La décision récente du Royaume-Uni de désigner le Corps des gardiens de la révolution islamique (CGRI) comme organisation terroriste a été saluée par de nombreux Iraniens qui tiennent depuis longtemps le CGRI pour responsable de répression systématique, d'exécutions, de torture et de déstabilisation régionale. Pourtant, parmi ceux qui soutiennent cette mesure figure Reza Pahlavi, une position qui contraste fortement avec des années de déclarations publiques défendant le dialogue avec le CGRI et son personnel.
Pendant des années, Reza Pahlavi a soutenu à maintes reprises que les membres du Corps des gardiens de la révolution islamique (CGRI) et des Bassidj devaient être considérés comme des alliés potentiels plutôt que comme des composantes intégrantes de l'appareil répressif du régime. Son récent soutien à la désignation du CGRI comme organisation terroriste semble donc incohérent avec ses déclarations précédentes.

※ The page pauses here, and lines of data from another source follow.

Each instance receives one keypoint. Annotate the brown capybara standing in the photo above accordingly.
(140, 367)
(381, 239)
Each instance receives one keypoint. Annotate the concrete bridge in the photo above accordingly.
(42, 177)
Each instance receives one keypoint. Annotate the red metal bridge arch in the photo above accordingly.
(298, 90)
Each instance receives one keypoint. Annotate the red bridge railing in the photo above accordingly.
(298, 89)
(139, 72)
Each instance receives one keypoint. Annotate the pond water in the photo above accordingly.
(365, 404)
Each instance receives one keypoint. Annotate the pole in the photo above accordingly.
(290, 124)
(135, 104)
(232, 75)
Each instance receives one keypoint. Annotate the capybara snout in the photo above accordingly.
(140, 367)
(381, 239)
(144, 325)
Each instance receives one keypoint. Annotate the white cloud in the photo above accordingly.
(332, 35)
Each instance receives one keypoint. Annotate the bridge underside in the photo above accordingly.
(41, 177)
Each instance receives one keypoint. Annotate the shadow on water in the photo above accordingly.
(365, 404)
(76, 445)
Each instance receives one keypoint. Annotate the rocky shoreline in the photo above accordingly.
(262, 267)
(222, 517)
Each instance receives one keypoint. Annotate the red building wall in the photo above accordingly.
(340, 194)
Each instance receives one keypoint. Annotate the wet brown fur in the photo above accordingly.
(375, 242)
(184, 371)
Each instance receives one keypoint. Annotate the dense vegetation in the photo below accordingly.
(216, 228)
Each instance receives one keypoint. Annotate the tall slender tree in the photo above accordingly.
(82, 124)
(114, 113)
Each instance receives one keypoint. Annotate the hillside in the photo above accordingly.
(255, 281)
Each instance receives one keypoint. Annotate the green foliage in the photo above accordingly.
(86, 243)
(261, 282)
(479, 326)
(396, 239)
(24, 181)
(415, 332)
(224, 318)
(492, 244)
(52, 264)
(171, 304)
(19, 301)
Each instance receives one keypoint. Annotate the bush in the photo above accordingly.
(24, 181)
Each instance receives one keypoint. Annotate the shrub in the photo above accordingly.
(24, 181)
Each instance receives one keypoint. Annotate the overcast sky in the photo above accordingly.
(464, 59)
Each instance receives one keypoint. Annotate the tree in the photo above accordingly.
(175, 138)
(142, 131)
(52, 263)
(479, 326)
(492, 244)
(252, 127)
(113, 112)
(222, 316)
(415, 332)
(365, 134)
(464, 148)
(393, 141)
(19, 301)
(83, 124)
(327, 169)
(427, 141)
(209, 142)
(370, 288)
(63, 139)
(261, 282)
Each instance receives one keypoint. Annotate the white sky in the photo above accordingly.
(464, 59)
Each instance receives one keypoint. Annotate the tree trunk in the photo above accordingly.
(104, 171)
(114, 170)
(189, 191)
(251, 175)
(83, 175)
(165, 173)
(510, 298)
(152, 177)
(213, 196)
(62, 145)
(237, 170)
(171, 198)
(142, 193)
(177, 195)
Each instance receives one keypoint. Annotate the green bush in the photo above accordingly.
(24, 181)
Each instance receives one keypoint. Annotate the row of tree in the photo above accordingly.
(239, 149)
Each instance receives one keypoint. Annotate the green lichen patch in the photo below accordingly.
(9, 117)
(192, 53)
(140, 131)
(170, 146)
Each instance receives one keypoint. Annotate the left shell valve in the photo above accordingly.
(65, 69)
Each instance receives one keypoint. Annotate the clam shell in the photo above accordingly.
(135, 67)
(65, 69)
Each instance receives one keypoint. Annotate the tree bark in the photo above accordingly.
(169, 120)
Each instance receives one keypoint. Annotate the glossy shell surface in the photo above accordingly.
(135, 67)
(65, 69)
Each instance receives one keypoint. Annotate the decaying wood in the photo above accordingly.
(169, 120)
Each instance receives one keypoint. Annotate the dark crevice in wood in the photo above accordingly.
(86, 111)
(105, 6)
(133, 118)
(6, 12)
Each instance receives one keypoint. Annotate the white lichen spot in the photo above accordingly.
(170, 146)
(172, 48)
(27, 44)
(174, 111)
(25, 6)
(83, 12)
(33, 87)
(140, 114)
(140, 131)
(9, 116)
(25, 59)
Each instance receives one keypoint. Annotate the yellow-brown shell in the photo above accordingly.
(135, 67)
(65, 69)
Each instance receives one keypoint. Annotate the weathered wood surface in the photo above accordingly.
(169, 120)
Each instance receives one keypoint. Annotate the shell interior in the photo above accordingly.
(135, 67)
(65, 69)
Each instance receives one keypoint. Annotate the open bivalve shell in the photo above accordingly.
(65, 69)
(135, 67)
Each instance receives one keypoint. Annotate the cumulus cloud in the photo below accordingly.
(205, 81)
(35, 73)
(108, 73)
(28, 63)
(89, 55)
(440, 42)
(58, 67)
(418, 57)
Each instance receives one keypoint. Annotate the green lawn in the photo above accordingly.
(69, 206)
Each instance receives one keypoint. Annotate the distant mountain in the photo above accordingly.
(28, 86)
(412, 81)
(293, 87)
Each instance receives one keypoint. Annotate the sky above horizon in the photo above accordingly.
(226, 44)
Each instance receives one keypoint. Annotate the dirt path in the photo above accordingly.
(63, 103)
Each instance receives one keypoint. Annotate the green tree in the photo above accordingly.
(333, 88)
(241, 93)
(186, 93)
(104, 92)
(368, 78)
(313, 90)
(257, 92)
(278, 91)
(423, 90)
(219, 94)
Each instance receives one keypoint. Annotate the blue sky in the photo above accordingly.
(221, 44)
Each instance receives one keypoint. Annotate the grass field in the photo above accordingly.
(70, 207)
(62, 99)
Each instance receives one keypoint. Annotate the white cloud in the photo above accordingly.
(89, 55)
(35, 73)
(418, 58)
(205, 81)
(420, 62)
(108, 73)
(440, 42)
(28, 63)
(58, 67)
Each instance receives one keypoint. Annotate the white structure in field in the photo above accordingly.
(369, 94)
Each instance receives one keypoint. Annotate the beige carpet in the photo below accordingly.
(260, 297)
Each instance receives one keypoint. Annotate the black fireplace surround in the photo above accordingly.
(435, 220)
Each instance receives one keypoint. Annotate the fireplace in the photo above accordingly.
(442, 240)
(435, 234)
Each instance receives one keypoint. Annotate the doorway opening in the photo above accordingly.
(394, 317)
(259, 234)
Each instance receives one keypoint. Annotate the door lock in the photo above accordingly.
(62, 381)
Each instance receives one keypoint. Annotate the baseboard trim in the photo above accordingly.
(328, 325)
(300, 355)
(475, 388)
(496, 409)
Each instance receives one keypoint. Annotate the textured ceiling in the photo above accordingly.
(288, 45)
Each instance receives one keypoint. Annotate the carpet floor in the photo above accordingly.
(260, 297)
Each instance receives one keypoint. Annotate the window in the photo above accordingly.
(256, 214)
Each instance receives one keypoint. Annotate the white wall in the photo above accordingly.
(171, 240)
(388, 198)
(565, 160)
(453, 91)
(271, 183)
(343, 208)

Le Royaume-Uni a finalement désigné le Corps des gardiens de la révolution islamique (CGRI) comme organisation terroriste. Reza Pahlavi avait autrefois défendu ses liens avec le CGRI et affirmait que ses membres faisaient partie de sa base électorale. Il soutient désormais cette désignation. Le peuple iranien mérite des comptes, pas des manœuvres politiques. #TerroristesCGRI … https://t.co/iOKPGUlGll pic.twitter.com/PySbwYbKmG
– Reza Shayesteh (@RezaShayesteh1) 14 juillet 2026
Un bilan de la défense des relations avec le Corps des gardiens de la révolution islamique
Les déclarations publiques de Reza Pahlavi au fil des ans constituent un témoignage écrit de son approche vis-à-vis du Corps des gardiens de la révolution islamique.
Le 3 novembre 2018 , lors d'un entretien avec Iran International, il a déclaré :
« Je suis en contact avec des membres du Bassidj et du Corps des gardiens de la révolution islamique. »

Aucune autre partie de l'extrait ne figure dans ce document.